Mobile phone data are a treasure-trove for development


Paul van der Boor and Amy Wesolowski in SciDevNet: “Each of us generates streams of digital information — a digital ‘exhaust trail’ that provides real-time information to guide decisions that affect our lives. For example, Google informs us about traffic by using both its ‘My Location’ feature on mobile phones and third-party databases to aggregate location data. BBVA, one of Spain’s largest banks, analyses transactions such as credit card payments as well as ATM withdrawals to find out when and where peak spending occurs.This type of data harvest is of great value. But, often, there is so much data that its owners lack the know-how to process it and fail to realise its potential value to policymakers.
Meanwhile, many countries, particularly in the developing world, have a dearth of information. In resource-poor nations, the public sector often lives in an analogue world where piles of paper impede operations and policymakers are hindered by uncertainty about their own strengths and capabilities.Nonetheless, mobile phones have quickly pervaded the lives of even the poorest: 75 per cent of the world’s 5.5 billion mobile subscriptions are in emerging markets. These people are also generating digital trails of anything from their movements to mobile phone top-up patterns. It may seem that putting this information to use would take vast analytical capacity. But using relatively simple methods, researchers can analyse existing mobile phone data, especially in poor countries, to improve decision-making.
Think of existing, available data as low-hanging fruit that we — two graduate students — could analyse in less than a month. This is not a test of data-scientist prowess, but more a way of saying that anyone could do it.
There are three areas that should be ‘low-hanging fruit’ in terms of their potential to dramatically improve decision-making in information-poor countries: coupling healthcare data with mobile phone data to predict disease outbreaks; using mobile phone money transactions and top-up data to assess economic growth; and predicting travel patterns after a natural disaster using historical movement patterns from mobile phone data to design robust response programmes.
Another possibility is using call-data records to analyse urban movement to identify traffic congestion points. Nationally, this can be used to prioritise infrastructure projects such as road expansion and bridge building.
The information that these analyses could provide would be lifesaving — not just informative or revenue-increasing, like much of this work currently performed in developed countries.
But some work of high social value is being done. For example, different teams of European and US researchers are trying to estimate the links between mobile phone use and regional economic development. They are using various techniques, such as merging night-time satellite imagery from NASA with mobile phone data to create behavioural fingerprints. They have found that this may be a cost-effective way to understand a country’s economic activity and, potentially, guide government spending.
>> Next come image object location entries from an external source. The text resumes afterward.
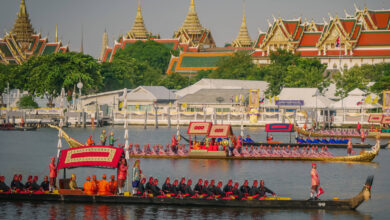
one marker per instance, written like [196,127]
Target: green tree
[127,72]
[47,75]
[355,77]
[291,70]
[155,54]
[27,102]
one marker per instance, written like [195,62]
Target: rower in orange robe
[95,184]
[89,187]
[103,186]
[112,185]
[52,174]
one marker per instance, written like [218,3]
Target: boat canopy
[279,127]
[199,128]
[222,131]
[375,119]
[90,156]
[385,119]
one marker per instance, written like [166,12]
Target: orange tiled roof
[310,39]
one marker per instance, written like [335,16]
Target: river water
[29,153]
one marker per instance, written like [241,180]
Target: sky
[222,17]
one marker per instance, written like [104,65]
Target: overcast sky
[222,17]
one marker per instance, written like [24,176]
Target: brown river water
[29,153]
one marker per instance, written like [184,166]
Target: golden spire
[243,39]
[104,44]
[192,24]
[56,33]
[138,31]
[22,29]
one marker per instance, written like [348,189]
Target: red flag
[338,41]
[320,191]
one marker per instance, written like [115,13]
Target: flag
[261,101]
[375,101]
[320,191]
[368,99]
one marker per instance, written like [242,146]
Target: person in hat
[52,174]
[136,175]
[72,183]
[122,175]
[88,186]
[45,184]
[111,139]
[103,137]
[315,182]
[112,185]
[103,188]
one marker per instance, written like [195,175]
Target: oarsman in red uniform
[315,182]
[349,147]
[52,175]
[122,175]
[112,185]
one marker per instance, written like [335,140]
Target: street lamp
[80,86]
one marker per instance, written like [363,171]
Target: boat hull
[279,204]
[317,134]
[365,156]
[336,146]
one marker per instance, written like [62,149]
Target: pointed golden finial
[243,39]
[192,6]
[56,32]
[139,9]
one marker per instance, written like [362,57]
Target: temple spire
[192,24]
[56,33]
[104,44]
[138,31]
[243,39]
[23,29]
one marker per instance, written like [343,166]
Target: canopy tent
[222,131]
[375,119]
[279,127]
[199,128]
[385,119]
[90,156]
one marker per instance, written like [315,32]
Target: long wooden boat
[318,134]
[337,146]
[16,128]
[364,156]
[286,203]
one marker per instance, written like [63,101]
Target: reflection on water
[29,153]
[97,211]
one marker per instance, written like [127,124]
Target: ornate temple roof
[23,29]
[21,43]
[243,39]
[138,31]
[192,24]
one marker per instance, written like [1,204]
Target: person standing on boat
[349,147]
[315,182]
[111,139]
[122,175]
[72,183]
[45,185]
[358,127]
[52,175]
[136,176]
[103,138]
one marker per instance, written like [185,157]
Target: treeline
[145,63]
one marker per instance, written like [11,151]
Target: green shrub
[27,102]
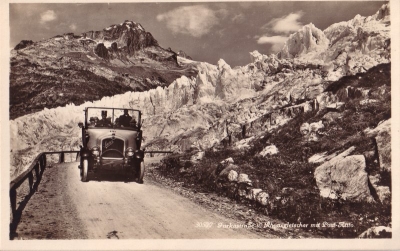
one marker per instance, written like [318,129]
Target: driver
[125,119]
[103,122]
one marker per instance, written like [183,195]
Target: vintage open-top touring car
[111,141]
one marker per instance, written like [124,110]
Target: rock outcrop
[23,44]
[345,177]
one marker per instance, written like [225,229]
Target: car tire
[140,172]
[84,170]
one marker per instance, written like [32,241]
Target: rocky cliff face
[211,107]
[74,69]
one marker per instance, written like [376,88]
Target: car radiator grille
[112,148]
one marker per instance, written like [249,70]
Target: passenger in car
[104,121]
[125,119]
[92,122]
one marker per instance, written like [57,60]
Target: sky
[206,31]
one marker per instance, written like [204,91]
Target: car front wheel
[84,170]
[140,172]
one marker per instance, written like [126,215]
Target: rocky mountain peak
[128,34]
[383,13]
[308,39]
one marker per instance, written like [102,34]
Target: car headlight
[139,154]
[129,152]
[96,151]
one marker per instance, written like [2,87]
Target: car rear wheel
[140,172]
[84,170]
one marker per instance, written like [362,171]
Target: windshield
[113,118]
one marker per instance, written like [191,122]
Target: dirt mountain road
[108,209]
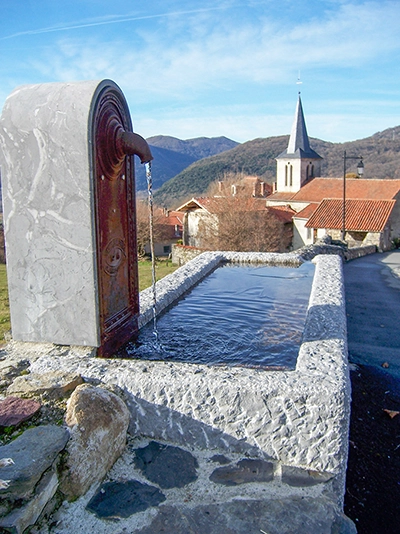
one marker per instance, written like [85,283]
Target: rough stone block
[14,410]
[98,420]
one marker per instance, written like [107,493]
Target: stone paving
[202,492]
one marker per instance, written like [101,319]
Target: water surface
[238,315]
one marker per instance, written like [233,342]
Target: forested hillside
[172,155]
[380,152]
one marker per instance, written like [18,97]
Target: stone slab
[123,499]
[33,453]
[244,472]
[48,212]
[22,518]
[165,465]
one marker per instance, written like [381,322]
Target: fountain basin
[297,418]
[240,314]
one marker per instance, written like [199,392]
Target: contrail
[117,21]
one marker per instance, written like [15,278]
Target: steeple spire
[299,144]
[299,163]
[298,137]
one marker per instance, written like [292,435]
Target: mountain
[381,156]
[172,155]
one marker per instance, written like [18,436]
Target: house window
[288,174]
[310,171]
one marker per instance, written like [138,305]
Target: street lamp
[360,171]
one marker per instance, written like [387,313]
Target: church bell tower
[299,163]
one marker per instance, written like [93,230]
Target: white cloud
[166,64]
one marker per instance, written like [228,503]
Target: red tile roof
[307,211]
[320,188]
[281,195]
[282,213]
[361,215]
[216,204]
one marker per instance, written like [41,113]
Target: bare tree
[161,230]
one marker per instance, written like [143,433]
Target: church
[371,215]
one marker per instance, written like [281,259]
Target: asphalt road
[373,310]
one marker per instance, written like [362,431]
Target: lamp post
[360,171]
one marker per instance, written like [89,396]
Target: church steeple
[298,137]
[299,162]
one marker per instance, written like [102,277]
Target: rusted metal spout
[130,143]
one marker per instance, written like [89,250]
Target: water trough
[295,418]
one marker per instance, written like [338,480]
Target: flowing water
[238,315]
[153,258]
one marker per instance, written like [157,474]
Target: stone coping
[296,418]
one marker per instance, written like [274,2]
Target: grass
[163,267]
[4,304]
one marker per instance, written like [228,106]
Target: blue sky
[192,68]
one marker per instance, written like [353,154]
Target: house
[371,213]
[168,228]
[236,223]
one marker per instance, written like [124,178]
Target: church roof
[299,144]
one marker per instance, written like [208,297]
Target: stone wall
[181,254]
[295,420]
[298,418]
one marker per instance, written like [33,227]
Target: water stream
[153,257]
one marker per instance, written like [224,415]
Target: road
[373,310]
Another example is given by researchers (including one of this article’s authors) who have analysed call-data records from subscribers in Kenya to understand malaria transmission within the country and design better strategies for its elimination. [1]
In this study, published in Science, the location data of the mobile phones of more than 14 million Kenyan subscribers was combined with national malaria prevalence data. After identifying the sources and sinks of malaria parasites and overlaying these with phone movements, analysis was used to identify likely transmission corridors. UK scientists later used similar methods to create different epidemic scenarios for the Côte d’Ivoire.”